Девушка торопливо сбросила мокрый кожух и уставилась на изодранный в бахрому подол старой рубахи.
— Откуда он мог тут взяться?
— Вот именно, — кивнул Хакмар. — Откуда лоскут взялся… Откуда сама эта пакость взялась? — он с отвращением поглядел на труп дяргуля.
— Не понимаешь, однако? — Донгар пытался стоять сам, но потом не выдержал и привалился плечом к медведю. Выглядел он таким же измотанным, как и остальные. — С Буровой, откуда ж еще! Канда говорит — полночи назад появились, людей жечь стали.
— Они вроде тех, с жалом на хвосте, которые по Огненному Озеру бегали! — сообразила Аякчан.
— То-то жрец засмущался так, когда Канда красных волков помянул! — Хакмар ощерился, как красный волк. — Очередные эксперименты с Рыжим огнем!
Донгар мучительно покраснел:
— Наследник клана, мастер, а такими нехорошими словами ругаешься!
— Какими? — опешил Хакмар.
— Ну этими… Экс… Экс… — Донгар покраснел еще больше. — Сам знаешь, однако, чего сказал!

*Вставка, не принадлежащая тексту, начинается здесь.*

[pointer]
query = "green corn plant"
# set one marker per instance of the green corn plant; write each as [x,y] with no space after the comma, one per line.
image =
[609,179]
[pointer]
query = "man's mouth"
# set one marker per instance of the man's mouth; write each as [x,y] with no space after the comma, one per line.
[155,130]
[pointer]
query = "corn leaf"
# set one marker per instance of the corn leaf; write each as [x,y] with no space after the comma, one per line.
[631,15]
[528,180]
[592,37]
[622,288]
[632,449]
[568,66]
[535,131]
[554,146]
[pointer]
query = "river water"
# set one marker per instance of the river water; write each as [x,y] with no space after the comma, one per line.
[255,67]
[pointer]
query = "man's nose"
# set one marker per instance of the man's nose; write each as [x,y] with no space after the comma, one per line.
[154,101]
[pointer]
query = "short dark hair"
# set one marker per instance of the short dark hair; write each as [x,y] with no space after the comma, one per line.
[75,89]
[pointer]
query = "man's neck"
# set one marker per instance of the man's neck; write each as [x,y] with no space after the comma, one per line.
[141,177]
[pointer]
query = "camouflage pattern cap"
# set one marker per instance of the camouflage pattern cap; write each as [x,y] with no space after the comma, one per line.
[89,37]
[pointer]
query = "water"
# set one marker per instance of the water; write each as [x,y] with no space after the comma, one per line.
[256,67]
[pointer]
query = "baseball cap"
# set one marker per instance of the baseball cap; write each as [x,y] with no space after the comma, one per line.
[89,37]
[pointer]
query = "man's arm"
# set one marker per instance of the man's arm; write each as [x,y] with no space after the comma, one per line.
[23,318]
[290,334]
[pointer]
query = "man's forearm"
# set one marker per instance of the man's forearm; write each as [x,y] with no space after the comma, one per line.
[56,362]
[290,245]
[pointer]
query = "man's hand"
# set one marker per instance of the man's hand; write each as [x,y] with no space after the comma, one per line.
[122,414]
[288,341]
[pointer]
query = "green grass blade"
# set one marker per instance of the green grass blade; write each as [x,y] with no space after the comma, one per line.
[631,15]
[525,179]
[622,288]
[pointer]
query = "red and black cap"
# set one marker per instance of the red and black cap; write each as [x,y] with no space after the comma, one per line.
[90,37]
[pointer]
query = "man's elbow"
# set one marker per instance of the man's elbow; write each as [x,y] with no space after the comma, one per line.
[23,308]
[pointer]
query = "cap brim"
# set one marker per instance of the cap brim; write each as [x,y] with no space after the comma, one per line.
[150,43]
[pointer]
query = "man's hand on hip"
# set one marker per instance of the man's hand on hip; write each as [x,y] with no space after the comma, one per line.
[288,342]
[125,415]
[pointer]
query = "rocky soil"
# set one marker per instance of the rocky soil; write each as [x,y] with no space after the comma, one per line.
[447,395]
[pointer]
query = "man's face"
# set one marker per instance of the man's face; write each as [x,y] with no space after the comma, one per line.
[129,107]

Да еще при девчонке! — И уже жалобно добавил: — Ты такого больше не говори! Может, тот жрец и плохо делает… Но мне он все-таки отец!
Свиток 17,
где четверо героев и заяц сидят на берегу и смотрят свысока
На вершине холма сидели пятеро. Шаман, кузнец и жрица, косолапый мишка, и еще беленький зайчишка застыл столбиком, беспокойно постригивая длинными ушами. Они глядели вниз, на бушующий поток талой воды. «Не видел такого, и дальше бы не видеть», — думал медведь. Точно громадное, без конца и края, море поросло таким же бескрайним лесом — с рокотом и гулом вода неслась между стволами. Куски льда стукались о шершавую кору. Вода с гулом протискивалась между деревьями, вертела мелкую щепу и целые бревна, разливалась широким потоком, прокатывалась сквозь кусты.
— Донгар, ты как плаваешь? — прокричал Хакмар, стараясь перекрыть шум разбушевавшегося паводка.
— На олене — как олень. Сам — как топор, — вздохнул Донгар.
— Это я к тому, что если вода поднимется еще чуть-чуть, нас отсюда смоет к Эрликовой матери, — пояснил Хакмар. — Ты что, решил все снега на Сивире растопить?
— Нету, однако, у Эрлика матери! От Зари Времен он существует, вместе с Нуми-Торумом мир создавал. Змеи, например, его работа, — обстоятельно сообщил Донгар. — И ничего я не решал! Сам знаешь, мы, шаманы, ничего сами не делаем, только духов просим. Я Хотал-экву просил, чтобы она снег растопила — вот она и растопила.